Tuesday, August 8, 2017

Franklin in Southern Gulf...

Tropical Storm Franklin has completed his trek across the Yucatan and is back out over the open waters of the southern Gulf (Bay of Campeche).  NHC believes he will gain strength before reaching the Mexican coast north of Veracruz and might become the season’s 1st hurricane.   It will not impact the United States.  That may not be the case with 99L out in the Atlantic.  The European model continues to indicate 99L will start to organize once it gets beyond 60W.   It fact, the next named storm (Gert) could impact areas east of Florida up thru the Carolinas.  As I mentioned last night, if you have a trip planned to the east coast for next week, keep up with the status of 99L.  No model brings a tropical threat into the Gulf for the next 7-14 days. 

 

Watching the City council meeting today was difficult.  Hearing “new” information released by the S & W Board was alarming and the resulting firings were totally appropriate.   However, one thing Joe Becker said was correct.  Had all the broken pumps been working, the flooding still would have happened since nearly 10” of rain fell in less than 3 hours.   Mr.
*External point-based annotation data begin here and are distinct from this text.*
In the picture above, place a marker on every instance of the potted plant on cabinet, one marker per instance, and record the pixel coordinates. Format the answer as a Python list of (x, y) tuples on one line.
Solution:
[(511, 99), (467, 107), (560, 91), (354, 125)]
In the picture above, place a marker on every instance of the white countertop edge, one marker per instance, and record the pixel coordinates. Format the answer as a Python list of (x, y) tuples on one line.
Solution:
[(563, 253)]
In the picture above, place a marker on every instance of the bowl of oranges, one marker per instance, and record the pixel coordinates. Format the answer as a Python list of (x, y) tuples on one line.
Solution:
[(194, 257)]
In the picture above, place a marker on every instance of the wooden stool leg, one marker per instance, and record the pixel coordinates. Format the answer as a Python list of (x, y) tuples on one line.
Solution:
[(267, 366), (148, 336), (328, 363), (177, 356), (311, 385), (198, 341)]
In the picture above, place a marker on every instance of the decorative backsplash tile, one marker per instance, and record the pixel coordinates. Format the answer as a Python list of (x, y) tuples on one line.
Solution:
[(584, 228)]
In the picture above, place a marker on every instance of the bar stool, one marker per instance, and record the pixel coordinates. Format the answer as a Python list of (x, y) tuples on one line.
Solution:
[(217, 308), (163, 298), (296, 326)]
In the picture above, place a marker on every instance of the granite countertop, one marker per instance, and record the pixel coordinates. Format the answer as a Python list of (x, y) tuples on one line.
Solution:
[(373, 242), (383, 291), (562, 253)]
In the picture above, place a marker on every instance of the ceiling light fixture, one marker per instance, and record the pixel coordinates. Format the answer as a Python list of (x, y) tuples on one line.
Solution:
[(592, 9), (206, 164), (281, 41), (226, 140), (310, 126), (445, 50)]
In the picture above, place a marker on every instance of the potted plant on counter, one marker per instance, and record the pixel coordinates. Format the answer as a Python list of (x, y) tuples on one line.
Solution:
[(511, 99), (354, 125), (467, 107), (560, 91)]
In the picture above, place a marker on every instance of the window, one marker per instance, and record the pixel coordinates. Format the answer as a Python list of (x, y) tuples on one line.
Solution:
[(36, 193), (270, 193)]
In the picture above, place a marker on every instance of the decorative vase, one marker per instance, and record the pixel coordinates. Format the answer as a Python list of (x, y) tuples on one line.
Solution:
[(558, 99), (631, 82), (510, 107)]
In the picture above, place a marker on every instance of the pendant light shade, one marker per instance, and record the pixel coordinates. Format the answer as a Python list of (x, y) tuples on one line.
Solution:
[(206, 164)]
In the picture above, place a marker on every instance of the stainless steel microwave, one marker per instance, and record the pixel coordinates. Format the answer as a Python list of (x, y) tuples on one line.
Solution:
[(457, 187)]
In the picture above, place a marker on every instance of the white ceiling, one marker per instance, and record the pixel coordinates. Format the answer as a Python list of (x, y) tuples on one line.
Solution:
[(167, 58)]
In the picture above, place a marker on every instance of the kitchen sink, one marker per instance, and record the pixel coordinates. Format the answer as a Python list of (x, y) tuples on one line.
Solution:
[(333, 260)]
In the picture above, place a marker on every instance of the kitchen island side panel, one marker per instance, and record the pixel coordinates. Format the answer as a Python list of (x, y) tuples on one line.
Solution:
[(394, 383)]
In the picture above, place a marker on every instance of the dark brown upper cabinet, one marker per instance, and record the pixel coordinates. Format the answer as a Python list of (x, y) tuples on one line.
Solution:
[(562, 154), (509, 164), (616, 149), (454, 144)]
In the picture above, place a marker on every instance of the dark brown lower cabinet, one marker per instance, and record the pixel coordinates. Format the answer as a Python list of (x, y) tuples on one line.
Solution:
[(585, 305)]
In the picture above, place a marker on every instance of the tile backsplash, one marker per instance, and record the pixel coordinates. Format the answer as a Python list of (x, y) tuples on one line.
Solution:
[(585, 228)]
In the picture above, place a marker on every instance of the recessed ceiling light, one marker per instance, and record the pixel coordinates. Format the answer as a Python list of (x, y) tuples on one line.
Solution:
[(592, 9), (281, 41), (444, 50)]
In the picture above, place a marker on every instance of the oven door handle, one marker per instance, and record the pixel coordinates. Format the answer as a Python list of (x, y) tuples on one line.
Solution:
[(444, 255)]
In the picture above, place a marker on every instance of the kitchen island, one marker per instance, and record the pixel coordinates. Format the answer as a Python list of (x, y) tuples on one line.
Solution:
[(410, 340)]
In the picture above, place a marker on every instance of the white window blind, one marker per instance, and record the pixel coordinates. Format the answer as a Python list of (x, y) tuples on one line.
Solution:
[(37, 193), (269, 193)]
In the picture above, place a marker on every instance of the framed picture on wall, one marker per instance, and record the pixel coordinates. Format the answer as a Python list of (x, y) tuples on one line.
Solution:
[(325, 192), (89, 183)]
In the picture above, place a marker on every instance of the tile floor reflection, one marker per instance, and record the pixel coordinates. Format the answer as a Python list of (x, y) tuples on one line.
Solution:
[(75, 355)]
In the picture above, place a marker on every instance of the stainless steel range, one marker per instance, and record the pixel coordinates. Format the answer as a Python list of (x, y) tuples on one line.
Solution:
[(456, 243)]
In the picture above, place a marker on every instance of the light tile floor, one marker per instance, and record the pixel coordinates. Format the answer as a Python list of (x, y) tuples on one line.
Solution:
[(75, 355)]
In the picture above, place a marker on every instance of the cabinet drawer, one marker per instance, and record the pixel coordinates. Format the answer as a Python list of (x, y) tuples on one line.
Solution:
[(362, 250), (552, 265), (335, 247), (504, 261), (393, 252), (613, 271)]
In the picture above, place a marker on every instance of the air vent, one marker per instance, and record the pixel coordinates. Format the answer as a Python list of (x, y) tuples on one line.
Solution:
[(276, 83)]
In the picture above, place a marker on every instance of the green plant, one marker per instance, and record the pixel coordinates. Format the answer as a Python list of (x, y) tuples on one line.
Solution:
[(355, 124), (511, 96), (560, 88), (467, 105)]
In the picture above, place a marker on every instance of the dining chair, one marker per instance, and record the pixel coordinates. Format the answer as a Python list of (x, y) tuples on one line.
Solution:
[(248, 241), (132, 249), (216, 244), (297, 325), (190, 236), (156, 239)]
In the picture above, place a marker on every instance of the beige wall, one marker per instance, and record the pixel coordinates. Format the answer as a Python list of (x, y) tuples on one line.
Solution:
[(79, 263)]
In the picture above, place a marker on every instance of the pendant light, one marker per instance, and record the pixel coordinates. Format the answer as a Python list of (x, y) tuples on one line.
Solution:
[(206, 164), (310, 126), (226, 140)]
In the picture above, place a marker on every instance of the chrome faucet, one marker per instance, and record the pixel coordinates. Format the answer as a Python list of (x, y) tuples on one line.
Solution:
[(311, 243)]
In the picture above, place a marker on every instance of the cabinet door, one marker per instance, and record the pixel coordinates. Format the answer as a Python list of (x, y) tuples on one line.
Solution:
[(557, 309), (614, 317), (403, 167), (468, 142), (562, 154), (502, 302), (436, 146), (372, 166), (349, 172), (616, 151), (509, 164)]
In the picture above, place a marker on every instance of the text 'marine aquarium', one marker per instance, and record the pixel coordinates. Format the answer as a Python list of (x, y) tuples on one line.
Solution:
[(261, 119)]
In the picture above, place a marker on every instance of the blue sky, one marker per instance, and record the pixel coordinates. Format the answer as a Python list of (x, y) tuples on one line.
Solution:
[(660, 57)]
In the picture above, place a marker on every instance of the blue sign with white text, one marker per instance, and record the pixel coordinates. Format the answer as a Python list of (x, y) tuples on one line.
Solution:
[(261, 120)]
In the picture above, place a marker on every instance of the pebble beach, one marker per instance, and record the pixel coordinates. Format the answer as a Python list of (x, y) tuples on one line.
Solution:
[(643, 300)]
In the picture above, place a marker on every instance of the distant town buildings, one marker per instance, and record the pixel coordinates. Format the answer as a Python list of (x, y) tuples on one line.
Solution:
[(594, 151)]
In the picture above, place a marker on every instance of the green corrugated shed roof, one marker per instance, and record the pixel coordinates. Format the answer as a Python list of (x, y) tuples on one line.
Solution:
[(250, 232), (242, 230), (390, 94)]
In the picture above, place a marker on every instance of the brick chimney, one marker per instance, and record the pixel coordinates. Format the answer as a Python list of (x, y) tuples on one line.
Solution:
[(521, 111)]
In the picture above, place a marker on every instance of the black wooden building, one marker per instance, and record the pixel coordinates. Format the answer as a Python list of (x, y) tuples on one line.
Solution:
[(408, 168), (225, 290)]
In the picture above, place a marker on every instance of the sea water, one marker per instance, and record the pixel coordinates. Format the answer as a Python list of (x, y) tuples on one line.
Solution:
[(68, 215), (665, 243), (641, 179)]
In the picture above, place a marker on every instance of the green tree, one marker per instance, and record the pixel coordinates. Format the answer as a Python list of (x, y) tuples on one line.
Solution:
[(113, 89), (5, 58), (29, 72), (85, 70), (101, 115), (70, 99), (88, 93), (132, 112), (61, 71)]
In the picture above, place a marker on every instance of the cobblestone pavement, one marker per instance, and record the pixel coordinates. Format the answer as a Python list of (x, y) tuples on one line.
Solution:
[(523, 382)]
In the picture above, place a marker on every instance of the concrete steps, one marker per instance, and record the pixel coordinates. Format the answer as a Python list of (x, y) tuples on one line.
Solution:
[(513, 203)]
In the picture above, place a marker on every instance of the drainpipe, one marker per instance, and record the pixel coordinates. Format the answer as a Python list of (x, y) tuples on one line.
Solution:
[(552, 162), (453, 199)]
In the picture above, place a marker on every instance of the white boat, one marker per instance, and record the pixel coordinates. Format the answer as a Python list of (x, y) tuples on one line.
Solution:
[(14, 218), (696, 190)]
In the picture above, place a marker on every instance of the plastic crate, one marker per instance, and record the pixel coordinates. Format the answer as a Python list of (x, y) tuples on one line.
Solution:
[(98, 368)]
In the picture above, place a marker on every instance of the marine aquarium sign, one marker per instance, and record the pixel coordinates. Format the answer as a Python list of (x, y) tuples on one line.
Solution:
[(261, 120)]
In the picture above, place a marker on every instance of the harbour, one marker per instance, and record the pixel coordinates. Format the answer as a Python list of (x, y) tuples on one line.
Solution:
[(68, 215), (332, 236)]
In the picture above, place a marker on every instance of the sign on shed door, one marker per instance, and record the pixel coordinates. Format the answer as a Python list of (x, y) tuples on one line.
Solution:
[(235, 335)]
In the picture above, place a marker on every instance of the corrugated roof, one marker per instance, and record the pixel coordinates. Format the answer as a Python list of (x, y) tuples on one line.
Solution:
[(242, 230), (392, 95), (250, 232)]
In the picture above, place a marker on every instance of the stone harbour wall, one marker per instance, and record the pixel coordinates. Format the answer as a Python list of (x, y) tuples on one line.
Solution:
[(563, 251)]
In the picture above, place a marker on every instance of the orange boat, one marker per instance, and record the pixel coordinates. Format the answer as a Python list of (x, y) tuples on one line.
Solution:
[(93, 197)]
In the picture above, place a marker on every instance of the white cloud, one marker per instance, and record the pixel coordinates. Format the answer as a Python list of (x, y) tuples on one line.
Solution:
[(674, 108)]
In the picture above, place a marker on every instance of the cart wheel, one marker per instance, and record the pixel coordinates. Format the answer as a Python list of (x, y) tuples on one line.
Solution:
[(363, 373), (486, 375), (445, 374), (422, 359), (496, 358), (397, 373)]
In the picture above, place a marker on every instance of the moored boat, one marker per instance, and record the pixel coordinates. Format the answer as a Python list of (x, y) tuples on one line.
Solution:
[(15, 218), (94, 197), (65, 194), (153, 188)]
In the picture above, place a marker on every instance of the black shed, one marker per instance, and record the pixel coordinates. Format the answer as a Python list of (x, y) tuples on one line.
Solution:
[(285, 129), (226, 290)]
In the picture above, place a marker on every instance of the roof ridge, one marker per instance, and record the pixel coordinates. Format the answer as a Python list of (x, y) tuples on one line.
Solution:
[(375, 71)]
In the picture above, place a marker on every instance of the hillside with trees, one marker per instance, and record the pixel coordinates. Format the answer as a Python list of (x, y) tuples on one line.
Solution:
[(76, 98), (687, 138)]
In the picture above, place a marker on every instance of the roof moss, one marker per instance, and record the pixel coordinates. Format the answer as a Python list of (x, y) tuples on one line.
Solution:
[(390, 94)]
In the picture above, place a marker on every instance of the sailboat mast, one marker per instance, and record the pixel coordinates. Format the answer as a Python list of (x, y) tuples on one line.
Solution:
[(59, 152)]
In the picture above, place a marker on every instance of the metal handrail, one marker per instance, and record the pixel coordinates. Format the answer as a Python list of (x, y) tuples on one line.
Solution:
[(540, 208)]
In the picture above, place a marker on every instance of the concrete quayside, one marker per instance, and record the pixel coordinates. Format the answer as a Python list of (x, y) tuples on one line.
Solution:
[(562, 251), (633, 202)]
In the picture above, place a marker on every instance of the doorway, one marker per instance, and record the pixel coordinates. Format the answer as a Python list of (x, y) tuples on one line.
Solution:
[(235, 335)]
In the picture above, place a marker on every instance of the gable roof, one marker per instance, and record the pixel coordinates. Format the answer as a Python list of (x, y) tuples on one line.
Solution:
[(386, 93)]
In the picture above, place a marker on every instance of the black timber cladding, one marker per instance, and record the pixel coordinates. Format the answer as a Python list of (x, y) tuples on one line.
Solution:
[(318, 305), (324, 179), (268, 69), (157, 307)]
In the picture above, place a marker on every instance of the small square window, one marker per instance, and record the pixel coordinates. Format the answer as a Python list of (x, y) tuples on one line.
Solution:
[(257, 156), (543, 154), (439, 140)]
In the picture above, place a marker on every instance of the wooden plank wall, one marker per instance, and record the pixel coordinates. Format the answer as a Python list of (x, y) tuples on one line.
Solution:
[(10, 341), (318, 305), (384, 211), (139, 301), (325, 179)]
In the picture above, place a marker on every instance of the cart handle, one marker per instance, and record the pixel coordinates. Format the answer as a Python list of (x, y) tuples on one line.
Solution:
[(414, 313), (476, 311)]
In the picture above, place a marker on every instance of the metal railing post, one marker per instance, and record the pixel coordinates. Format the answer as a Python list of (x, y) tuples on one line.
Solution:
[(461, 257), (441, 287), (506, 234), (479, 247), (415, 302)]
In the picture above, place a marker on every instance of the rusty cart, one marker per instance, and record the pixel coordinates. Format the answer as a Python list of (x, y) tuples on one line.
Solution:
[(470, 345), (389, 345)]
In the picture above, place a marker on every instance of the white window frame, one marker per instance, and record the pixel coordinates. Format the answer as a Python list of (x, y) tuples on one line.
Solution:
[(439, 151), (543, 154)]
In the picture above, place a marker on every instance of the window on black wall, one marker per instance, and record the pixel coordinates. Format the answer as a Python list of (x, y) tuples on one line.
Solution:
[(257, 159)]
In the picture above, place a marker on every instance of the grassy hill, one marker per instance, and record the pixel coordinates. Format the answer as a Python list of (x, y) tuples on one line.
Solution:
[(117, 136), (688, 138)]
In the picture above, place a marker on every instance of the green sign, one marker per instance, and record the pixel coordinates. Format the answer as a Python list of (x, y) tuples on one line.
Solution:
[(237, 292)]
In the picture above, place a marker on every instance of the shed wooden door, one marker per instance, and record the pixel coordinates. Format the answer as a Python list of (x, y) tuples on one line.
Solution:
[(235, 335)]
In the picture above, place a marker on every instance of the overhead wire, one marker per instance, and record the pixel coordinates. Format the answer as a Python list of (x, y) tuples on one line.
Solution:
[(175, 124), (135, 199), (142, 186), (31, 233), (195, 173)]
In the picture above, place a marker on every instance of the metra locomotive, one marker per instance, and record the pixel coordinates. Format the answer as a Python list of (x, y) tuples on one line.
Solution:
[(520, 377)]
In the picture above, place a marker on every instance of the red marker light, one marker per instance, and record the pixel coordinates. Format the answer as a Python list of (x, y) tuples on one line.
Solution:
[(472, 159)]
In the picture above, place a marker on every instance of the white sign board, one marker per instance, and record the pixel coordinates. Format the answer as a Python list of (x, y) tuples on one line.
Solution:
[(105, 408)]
Becker said it would take 300-400 more pumps (billions of $$$) to make flooding less severe.  That is not going to happen.   What is going to happen quickly is the S &W Board will work more efficiently without making excuses.   The money is there to clean out more catch basins.  You cannot have so many pumps broken & not operating during the heart of hurricane season.    In the meantime, businesses/home owners can go on line and look up “water dams”. They are available at Home Depot & the costs are in the hundreds of dollars.  A cheap way to fix a potential major expensive problem.   These are better than sand bags and are way easier to deploy. 

 

We are in the “dog days” of August.   With dew points 75-80 & little wind, the air feels heavy & uncomfortable.   The good news is in about a month to 6 weeks, we should begin to see & feel the transition to Fall weather.   We’re not dere yet, but relief is coming.  Stayed tuned!